Die alte Frau schaute lange in meine Augen. Nach einer Stunde ging ich wieder hin und kaufte ein gefrorenes Hähnchen. Sie streckte ihre beiden Hände in den Kühlschrank, um das Hähnchen rauszuholen, und unter dem Neonlicht sahen ihre Hände ein paar Sekunden aus wie Marmor. Als ich sie am nächsten Tag wieder allein im Laden sah, ging ich zu dem marokkanischen Schuster Omar. »Omar, wo sind die jungen Metzger?« Omars Schustermaschine war sehr laut. Er schliff gerade die Sohlen eines alten Cowboystiefels und sprach laut gegen die Maschinengeräusche an. »Sie sind mit ihrem BMW auf der Autobahn umgekommen. Es hatte stark geregnet, auf der Straße lag ein Ast, und sie sind im Wald gestorben.« Ich brachte der alten Metzgerin drei Blumen. »Ach, die Schauspielerin«, sagte sie, als sie die Tür aufmachte. In ihrer dunklen Wohnung hinter der Metzgerei roch es nach kochendem Fleisch. Am nächsten Tag sah ich die drei Blumen im Schaufenster stehen. An einem Frühlingsabend sah ich die alte Frau mit einem Mann sprechen. Sie hatte sehr abgenommen, und das Fleisch ihrer Oberschenkel hing über den Knien wie eine nicht hochgezogene, an den Knien große Falten schlagende Strumpfhose. Sie schaute diesen alten Mann an, lächelte und nickte. Es kam mir vor, als lächelte sie in hohem Fieber. Der Mann, mit dem sie sprach, war ein Pfarrer. Bald starb auch sie. Man entfernte die Schweineskulptur, die über der Metzgerei hing, und das Haus wurde weiß gestrichen. Als sie gestorben war, hatte ich im Küchenspiegel geweint und mit meiner Mutter telefoniert.

»Mutter, die alte Metzgerin ist auch tot. Warum mußte sie sehen, daß ihre Kinder vor ihr gestorben sind?« Meine Mutter weinte in Istanbul und sagte: »Arme Frau, arme Frau. Die Menschen sterben eben, meine Tochter.«

»Mutter, ich möchte vor dir sterben, ich könnte nicht aushalten, wenn du einmal nicht mehr da bist.« Meine Mutter sagte: »Mein Kind, die Sätze, die du gesagt hast, soll dir ein starker Wind aus deinem Mund wegtragen. Sag so etwas nie wieder. Weißt du, was es für eine Mutter heißt, ihr Kind zu verlieren?« »Mutter, woran ist mein Bruder gestorben?« »Weiß ich nicht. Auf einer Hochzeit hat er noch auf den Tischen getanzt, am nächsten Morgen ist sein Hals angeschwollen, und er konnte nicht mehr atmen. Die bösen Blicke hatten ihn getroffen …«

Als meine Mutter mir das am Telefon erzählte, sah ich im Spiegel am Küchenfenster eine Biene entlangkrabbeln. Vielleicht hatte meinen Bruder eine Biene in die Zunge gestochen.

Meine Mutter erzählte: »Ich wurde danach zwei Jahre lang krank.

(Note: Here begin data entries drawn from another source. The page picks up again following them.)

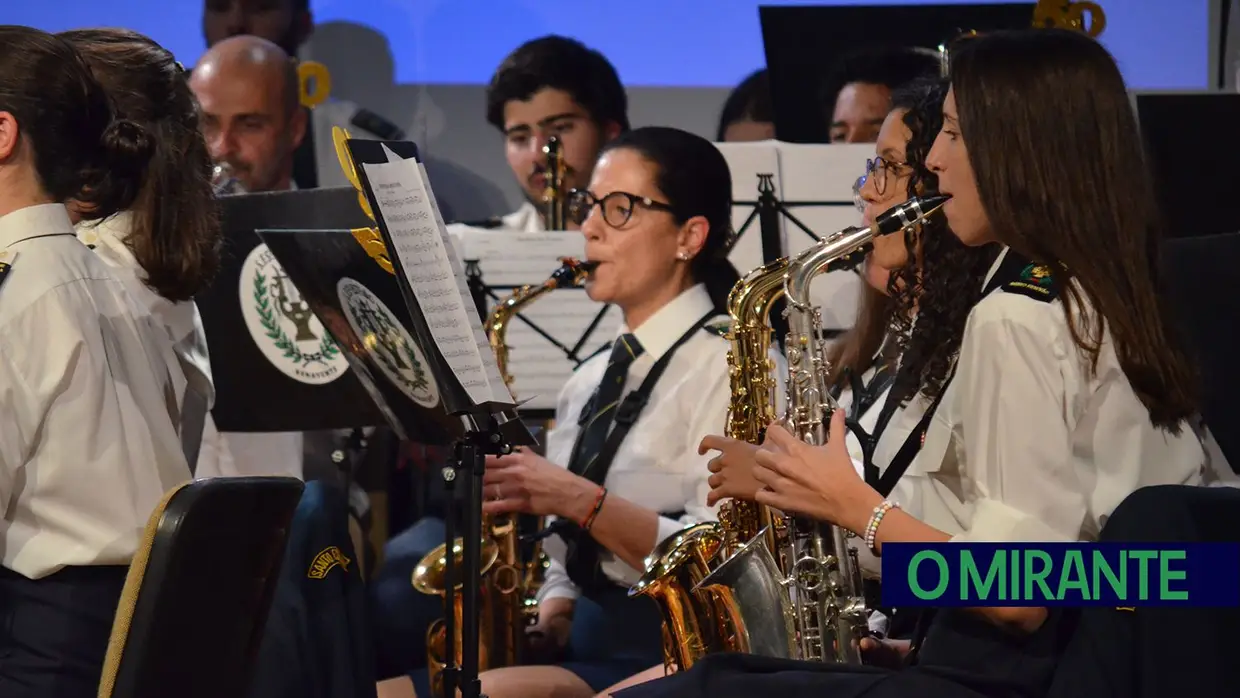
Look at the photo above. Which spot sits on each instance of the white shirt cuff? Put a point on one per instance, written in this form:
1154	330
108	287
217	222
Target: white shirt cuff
667	527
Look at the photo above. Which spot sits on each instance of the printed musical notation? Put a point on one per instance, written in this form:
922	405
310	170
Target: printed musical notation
435	275
510	259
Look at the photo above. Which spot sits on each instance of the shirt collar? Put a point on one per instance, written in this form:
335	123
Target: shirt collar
995	265
661	330
42	220
110	233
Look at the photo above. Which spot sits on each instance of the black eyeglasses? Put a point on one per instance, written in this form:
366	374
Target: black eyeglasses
881	169
616	206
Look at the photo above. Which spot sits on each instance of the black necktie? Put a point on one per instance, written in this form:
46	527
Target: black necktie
600	414
582	561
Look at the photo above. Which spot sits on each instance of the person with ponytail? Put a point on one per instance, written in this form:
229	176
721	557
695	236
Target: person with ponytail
621	474
89	443
165	247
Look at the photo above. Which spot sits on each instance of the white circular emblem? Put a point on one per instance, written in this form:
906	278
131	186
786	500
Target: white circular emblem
282	324
391	345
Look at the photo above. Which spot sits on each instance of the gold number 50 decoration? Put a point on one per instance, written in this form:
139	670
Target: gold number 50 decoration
370	238
314	83
1081	16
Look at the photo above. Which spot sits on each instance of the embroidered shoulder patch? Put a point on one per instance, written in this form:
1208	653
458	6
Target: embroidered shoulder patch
6	258
326	561
722	327
1036	282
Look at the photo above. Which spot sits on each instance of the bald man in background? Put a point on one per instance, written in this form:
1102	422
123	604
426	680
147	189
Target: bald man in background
251	115
248	92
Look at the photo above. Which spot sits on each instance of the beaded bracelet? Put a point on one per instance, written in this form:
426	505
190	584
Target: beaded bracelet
874	521
594	512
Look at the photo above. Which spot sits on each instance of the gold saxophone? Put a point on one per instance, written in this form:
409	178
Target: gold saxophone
794	588
510	584
699	615
554	196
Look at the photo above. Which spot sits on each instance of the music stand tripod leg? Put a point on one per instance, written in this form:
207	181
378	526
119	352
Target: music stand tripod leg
449	675
471	451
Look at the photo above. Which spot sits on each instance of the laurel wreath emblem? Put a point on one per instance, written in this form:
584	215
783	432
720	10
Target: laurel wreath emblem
327	347
387	335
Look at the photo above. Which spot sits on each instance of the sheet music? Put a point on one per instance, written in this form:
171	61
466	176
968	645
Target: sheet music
512	258
804	172
435	274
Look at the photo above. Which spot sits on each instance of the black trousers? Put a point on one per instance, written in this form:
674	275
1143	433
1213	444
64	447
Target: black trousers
962	656
53	631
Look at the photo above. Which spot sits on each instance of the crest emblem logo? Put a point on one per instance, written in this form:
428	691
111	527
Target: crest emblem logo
282	324
326	561
388	342
1037	274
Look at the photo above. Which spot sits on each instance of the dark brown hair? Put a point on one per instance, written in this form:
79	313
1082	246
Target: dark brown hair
1057	154
944	278
857	349
175	233
79	149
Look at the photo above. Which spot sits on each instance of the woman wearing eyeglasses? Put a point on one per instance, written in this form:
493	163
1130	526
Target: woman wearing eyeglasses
620	477
1068	393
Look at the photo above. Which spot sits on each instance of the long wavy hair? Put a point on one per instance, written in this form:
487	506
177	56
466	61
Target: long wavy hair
1095	220
934	291
175	233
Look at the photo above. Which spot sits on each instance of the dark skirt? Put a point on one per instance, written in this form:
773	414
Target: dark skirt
613	637
53	631
962	656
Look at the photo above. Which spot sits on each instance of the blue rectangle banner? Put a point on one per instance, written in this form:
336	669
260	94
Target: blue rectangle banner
1060	574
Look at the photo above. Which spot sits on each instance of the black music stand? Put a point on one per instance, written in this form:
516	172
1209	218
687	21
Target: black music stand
1184	159
274	366
804	44
578	352
487	428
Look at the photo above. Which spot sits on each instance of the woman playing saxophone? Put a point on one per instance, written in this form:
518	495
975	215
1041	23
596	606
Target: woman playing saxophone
1048	418
656	220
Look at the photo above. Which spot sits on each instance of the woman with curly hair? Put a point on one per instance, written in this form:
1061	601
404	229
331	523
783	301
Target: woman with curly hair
1068	392
864	360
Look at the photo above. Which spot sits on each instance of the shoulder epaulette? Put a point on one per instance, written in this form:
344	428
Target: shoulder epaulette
6	259
1036	282
721	327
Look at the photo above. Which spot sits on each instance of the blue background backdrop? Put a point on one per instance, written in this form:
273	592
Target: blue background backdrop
652	42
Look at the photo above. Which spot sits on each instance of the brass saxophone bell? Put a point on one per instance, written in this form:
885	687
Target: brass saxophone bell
1083	16
223	180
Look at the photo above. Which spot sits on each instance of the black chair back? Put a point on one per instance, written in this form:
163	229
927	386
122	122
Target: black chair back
197	594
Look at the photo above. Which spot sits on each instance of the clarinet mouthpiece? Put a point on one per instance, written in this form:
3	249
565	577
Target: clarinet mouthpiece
909	213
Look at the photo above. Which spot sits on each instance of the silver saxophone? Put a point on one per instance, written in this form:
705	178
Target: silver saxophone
812	579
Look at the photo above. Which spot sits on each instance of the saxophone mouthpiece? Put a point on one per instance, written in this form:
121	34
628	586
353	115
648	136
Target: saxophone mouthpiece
909	213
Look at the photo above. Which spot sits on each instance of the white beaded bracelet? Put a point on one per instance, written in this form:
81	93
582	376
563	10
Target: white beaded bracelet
874	521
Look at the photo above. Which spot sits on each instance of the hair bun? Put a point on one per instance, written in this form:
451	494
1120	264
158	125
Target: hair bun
127	145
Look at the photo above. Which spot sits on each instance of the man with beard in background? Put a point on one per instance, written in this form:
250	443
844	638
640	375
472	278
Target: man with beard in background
553	87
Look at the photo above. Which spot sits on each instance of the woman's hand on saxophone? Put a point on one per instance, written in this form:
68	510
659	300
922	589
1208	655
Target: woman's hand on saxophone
526	482
816	481
732	470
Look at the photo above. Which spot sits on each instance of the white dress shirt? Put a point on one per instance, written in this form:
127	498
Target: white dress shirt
525	220
180	319
91	389
252	454
657	465
1028	444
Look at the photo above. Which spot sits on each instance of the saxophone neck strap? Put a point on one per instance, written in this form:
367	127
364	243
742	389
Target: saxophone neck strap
628	413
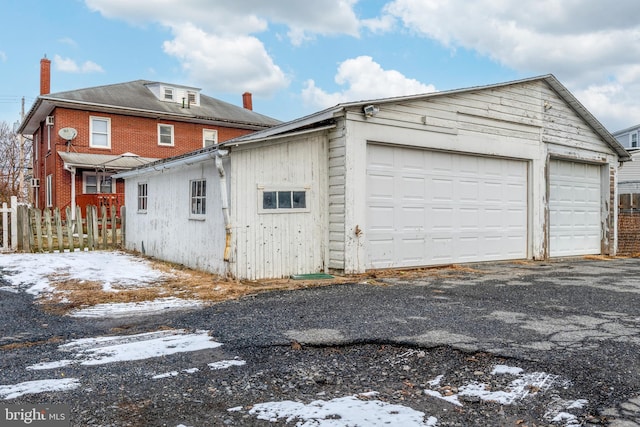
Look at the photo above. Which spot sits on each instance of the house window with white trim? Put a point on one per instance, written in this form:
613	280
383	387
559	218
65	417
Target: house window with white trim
198	196
142	197
209	137
100	132
49	191
96	183
282	200
165	135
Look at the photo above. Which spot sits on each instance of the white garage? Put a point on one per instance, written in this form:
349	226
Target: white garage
429	207
575	203
515	170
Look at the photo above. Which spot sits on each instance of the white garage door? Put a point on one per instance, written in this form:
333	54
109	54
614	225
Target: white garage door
574	208
427	208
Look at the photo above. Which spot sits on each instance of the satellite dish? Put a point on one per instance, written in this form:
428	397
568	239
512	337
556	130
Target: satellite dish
67	133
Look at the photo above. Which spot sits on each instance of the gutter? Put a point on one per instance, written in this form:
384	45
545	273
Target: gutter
224	196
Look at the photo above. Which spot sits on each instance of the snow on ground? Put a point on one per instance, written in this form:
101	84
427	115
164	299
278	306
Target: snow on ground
518	389
33	387
145	307
102	350
359	409
31	273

Die Ärzte sagten: Knochentuberkulose. Ich ging an Krücken, und die Ärzte glaubten, daß ich keine Kinder mehr bekommen könnte. Eines Nachts sah eine der Frauen meines Vaters im Traum den Heiligen Ali, Mohammeds Schwiegersohn. Er sagte über mich: ›Sie wird noch einmal einen Sohn bekommen. Sie muß ihn dann nach mir Ali nennen.‹ Tatsächlich bekam ich acht Monate später deinen Bruder Ali.«

»Hast du sehr geschrien, als du mich geboren hast, Mutter?«

Ich stellte den Kassettenrecorder an, und meine Mutter machte am Telefon nach, wie sie geschrien hatte, als sie mich geboren hatte. Dann lachte sie genauso lange, wie sie vorher geschrien hatte: »Du hättest eigentlich ein Junge werden müssen, du hast nur mit den anderen Jungen unter den Brücken gespielt, und dein Bruder hat mir beim Kochen geholfen. Wenn wir dich gelassen hätten, hättest du sogar unter den Brücken geschlafen.«

Auch in dieser Stadt hier liebe ich die Brücken. Ich laufe über sie zur anderen Seite der Stadt hinüber und halte meinen Rock fest. Auf der anderen Seite des Flusses wohnte Joseph Beuys.